Friendships That Survive on Pure Nostalgia
These people disappear from each other’s lives for years and then reconnect like no time has passed.
No awkwardness.
No resentment.
No “you literally vanished” conversation.
In real life, friendships need effort. Texts. Showing up.
(And yes, if any of my old friends are reading this, I know I’ve lost touch lately. It hurts. I miss you. Adult life is not built like a movie, but I’m still here. Always.)
In YJHD, friendships run purely on background score and shared trauma.
Emotional growth happens alarmingly fast.
One conversation.
One rain scene.
One dramatic stare into the distance.
Meanwhile, I’ve been “working on myself” for years and still spiral if someone takes too long to reply.
Love, Timing, and Main Character Luck
Naina Talwar waits.
Kabir Thapar runs.
Life happens.
And somehow, magically, they reunite at the exact right moment when both are emotionally available.
This is not realism.
This is Bollywood manifestation.
Most of us do not get airport goodbyes or wedding reunions that fix everything.

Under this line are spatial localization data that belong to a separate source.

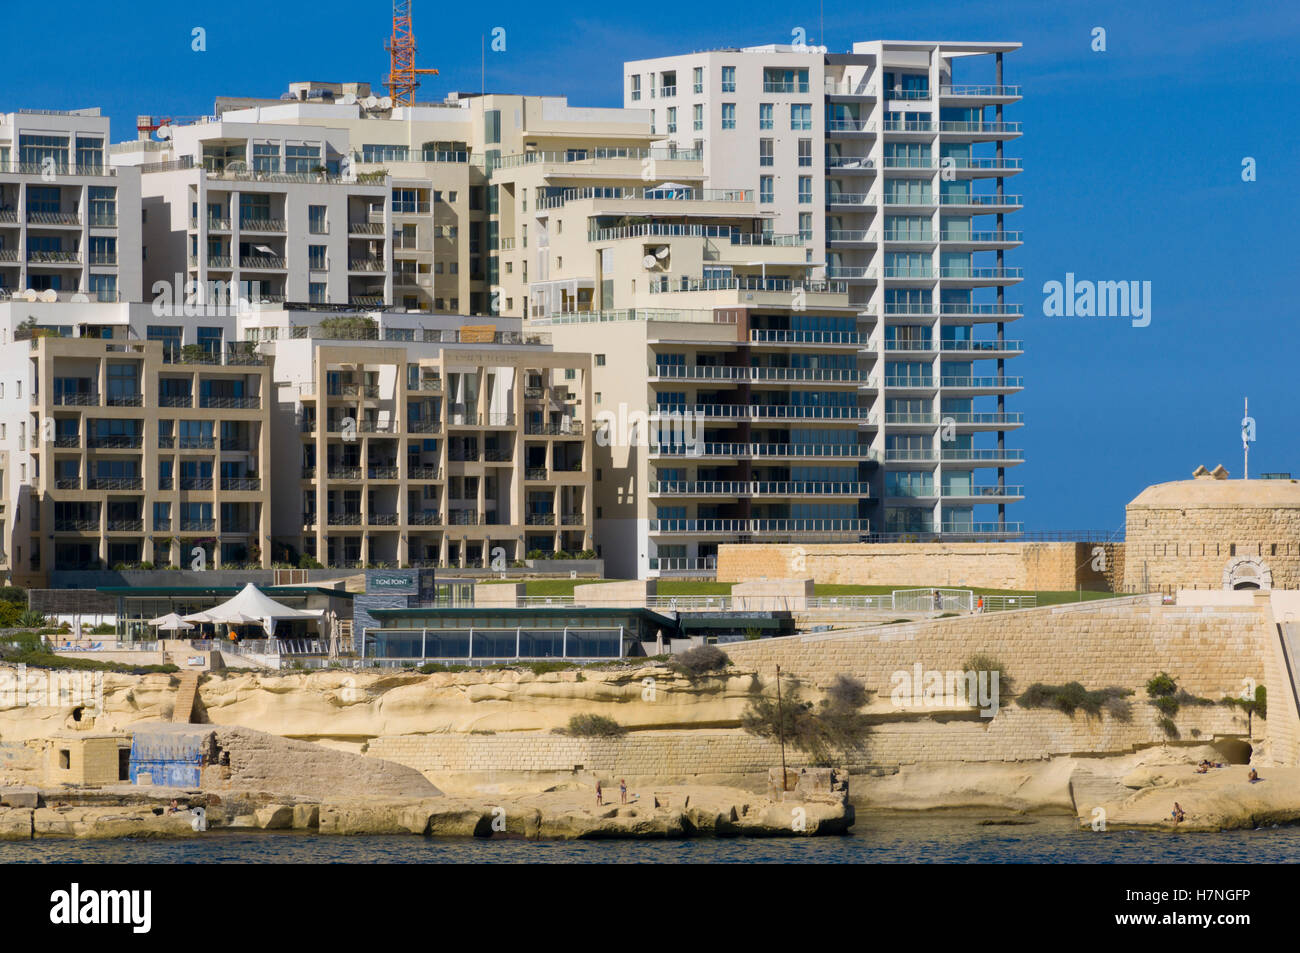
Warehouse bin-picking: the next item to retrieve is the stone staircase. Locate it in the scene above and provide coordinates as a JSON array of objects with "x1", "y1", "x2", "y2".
[{"x1": 172, "y1": 671, "x2": 201, "y2": 724}]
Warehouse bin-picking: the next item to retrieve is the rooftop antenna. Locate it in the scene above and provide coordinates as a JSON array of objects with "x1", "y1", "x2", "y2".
[
  {"x1": 386, "y1": 0, "x2": 439, "y2": 107},
  {"x1": 1242, "y1": 396, "x2": 1255, "y2": 479}
]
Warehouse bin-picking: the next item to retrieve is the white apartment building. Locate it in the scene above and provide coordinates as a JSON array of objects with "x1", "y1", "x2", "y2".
[
  {"x1": 624, "y1": 41, "x2": 1025, "y2": 537},
  {"x1": 0, "y1": 109, "x2": 142, "y2": 304},
  {"x1": 112, "y1": 117, "x2": 393, "y2": 310}
]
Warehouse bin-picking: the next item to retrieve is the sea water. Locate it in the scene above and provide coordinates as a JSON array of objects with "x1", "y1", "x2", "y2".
[{"x1": 1, "y1": 813, "x2": 1297, "y2": 863}]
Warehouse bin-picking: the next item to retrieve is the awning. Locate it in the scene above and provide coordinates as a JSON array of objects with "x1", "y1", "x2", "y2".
[{"x1": 181, "y1": 583, "x2": 322, "y2": 636}]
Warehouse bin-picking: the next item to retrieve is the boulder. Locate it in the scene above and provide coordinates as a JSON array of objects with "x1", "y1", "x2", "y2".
[{"x1": 254, "y1": 805, "x2": 294, "y2": 830}]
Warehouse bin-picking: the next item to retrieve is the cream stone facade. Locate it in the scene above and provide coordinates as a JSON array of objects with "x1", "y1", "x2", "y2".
[
  {"x1": 716, "y1": 540, "x2": 1120, "y2": 592},
  {"x1": 1123, "y1": 468, "x2": 1300, "y2": 593}
]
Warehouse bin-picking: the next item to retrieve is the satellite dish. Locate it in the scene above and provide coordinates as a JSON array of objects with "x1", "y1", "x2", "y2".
[
  {"x1": 362, "y1": 96, "x2": 379, "y2": 108},
  {"x1": 342, "y1": 94, "x2": 357, "y2": 105},
  {"x1": 379, "y1": 97, "x2": 393, "y2": 109},
  {"x1": 40, "y1": 289, "x2": 58, "y2": 303},
  {"x1": 157, "y1": 126, "x2": 174, "y2": 140},
  {"x1": 654, "y1": 246, "x2": 670, "y2": 259},
  {"x1": 642, "y1": 255, "x2": 658, "y2": 269},
  {"x1": 227, "y1": 160, "x2": 249, "y2": 173},
  {"x1": 70, "y1": 293, "x2": 90, "y2": 303}
]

Bollywood weddings are also wildly misleading.
You attend one destination wedding and suddenly:
- Old wounds heal
- Feelings get confessed
- Life clarity is achieved
In reality, weddings mostly give you blisters, relatives asking “so what are you doing now,” and existential dread set to loud Punjabi music.
But sure. Naina and Bunny found closure between sangeet and pheras.
Aditi suffers heartbreak but remains stylish, functional, and emotionally available.
In real life, heartbreak means rereading old chats, dramatic playlists at 2 a.m., and a strict distrust of men named Avi.
Side characters in YJHD suffer aesthetically.
And Yet, We Keep Coming Back
Despite all this, we rewatch it. Every time.
Not because it’s realistic.
But because it makes us feel young and hopeful.
Because it tells us friendships can last.
Because it whispers that it’s not too late to choose differently.
It’s not a documentary.
It’s a dream. Slightly delusional. Beautifully shot. Emotionally comforting.
I say all this like I wouldn’t still rewatch YJHD every time I feel lost.
Like I wouldn’t still romanticise a random trip and tell myself everything will make sense later.
It probably won’t.
But the movie tells me it might.
And sometimes, that’s enough.
So yes. Yeh Jawaani Hai Deewani is unrealistic.
But sometimes, a little unreality is exactly what we need.